A manipulação de resultados é um problema grave, de incidência mundial, que também vem afetando o esporte brasileiro. Todos, exceto os manipuladores, são prejudicados com a prática, inclusive as operadoras de apostas.

Não existe solução fácil, mas a melhor maneira de se coibir, na minha opinião, é seguir a finalidade e objetivos da Convenção de Macolin [uma aliança internacional de enfrentamento à manipulação de resultados]: "prevenir, detectar e sancionar".

A CBF, federações estaduais, clubes e a Justiça Desportiva têm um papel fundamental no combate a esse problema, mediante a adoção de programas de compliance visando à segurança, governança e integridade do esporte. Várias medidas nesse sentido já vêm sendo implementadas com sucesso e prova disso são justamente as tentativas de manipulação de resultados detectadas e punidas. Nossos mecanismos de detecção e sanção têm funcionado, mas ainda podemos aprimorar as ações preventivas.

No âmbito do Governo Federal, dando cumprimento à Portaria Interministerial MF/MESP/AGU n. 28, de 22/05/24, foi criada no último dia 11/07/24, por meio do Decreto n. 12.110, a Secretaria Nacional de Apostas Esportivas e Desenvolvimento Econômico do Esporte, que terá uma Diretoria de Integridade em Apostas Esportivas encarregada do tema.

Já sob a ótica legal, a Lei Geral do Esporte estabeleceu em seu art. 177 que "a prevenção e o combate à manipulação de resultados esportivos têm por objetivo afastar a possibilidade de conluio intencional, ato ou omissão que visem a alteração indevida do resultado ou do curso de competição esportiva, atentando contra a imprevisibilidade da competição, prova ou partida esportiva com vistas à obtenção de benefício indevido para si ou para outros".

E o respectivo parágrafo único complementa: "a administração pública federal estabelecerá parcerias com as organizações esportivas que administram e regulam a prática do esporte para promover mecanismos de monitoramento das competições esportivas com vistas a possibilitar a prevenção e o combate à manipulação de resultados esportivos". 

Além disso, a manipulação de resultado esportivo, que já era um crime tipificado no Estatuto do Torcedor, segue recebendo o mesmo tratamento nos arts. 198 a 200 da Lei Geral do Esporte.

Caso queira acrescentar algo que não foi perguntado, fique à vontade.

Apenas registrar meu agradecimento pelo interesse por nossa Comissão, cuja criação foi saudada não apenas no Brasil, mas também pela comunidade internacional acadêmica e profissional.

Além de inúmeras manifestações de importantes figuras do mercado corporativo, recebemos congratulações de destacados professores e autoridades da sociedade civil organizada, de instituições como International Gaming Institute e International Center for Gaming Regulation da UNLV (University of Nevada, Las Vegas), International Betting Integrity Association (IBIA), International Center for Responsible Gaming (ICRG), National Council on Problem Gaming (NCPG), e Centro do Jogo Responsável/Observatório do Jogo Remoto, de Portugal.
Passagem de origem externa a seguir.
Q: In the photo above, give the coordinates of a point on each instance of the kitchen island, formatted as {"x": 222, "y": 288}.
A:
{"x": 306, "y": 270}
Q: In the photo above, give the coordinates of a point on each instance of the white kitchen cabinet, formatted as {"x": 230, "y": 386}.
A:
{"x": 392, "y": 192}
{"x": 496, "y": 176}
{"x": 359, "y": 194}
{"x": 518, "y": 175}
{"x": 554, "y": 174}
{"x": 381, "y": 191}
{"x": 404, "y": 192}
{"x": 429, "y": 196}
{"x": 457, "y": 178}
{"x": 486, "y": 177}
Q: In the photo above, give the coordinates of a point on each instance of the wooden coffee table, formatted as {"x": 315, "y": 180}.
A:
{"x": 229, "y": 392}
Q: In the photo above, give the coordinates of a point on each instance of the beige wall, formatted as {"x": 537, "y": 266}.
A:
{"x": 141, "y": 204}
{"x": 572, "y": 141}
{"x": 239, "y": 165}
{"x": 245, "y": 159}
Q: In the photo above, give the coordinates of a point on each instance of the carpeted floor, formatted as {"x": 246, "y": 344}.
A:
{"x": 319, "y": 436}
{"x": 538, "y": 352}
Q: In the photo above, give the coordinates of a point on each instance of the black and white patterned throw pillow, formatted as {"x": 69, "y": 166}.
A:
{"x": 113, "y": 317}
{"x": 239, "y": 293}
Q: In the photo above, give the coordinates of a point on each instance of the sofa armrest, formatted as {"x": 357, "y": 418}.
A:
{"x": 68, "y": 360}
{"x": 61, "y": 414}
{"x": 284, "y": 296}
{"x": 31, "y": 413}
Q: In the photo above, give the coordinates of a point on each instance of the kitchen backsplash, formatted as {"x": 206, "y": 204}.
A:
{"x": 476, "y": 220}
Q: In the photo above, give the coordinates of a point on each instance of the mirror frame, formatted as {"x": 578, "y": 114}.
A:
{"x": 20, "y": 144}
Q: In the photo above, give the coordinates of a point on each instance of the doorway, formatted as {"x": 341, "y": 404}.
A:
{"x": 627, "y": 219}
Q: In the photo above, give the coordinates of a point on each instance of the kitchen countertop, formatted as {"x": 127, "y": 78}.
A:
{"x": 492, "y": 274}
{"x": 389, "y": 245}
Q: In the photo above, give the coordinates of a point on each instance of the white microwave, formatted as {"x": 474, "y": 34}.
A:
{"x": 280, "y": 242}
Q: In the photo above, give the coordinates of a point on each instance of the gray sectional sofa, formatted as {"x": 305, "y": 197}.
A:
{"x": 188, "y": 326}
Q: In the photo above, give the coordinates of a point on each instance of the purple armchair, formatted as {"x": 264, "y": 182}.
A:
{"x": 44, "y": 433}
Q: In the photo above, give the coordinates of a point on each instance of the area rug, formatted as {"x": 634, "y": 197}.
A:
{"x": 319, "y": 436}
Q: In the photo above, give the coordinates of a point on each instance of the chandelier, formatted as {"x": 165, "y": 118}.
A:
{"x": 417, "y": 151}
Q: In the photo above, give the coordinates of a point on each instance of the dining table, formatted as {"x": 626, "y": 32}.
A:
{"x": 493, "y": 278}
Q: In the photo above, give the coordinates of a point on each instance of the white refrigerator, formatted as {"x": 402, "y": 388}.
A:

Agradecemos publicamente a estas e todas as demais instituições e profissionais que nos felicitaram pela iniciativa da OAB SP

O entusiasmo com que nossa Comissão foi acolhida redobra nossa responsabilidade e nossa disposição em fazer um grande trabalho neste mercado, em prol não apenas da advocacia, mas também de toda a sociedade brasileira.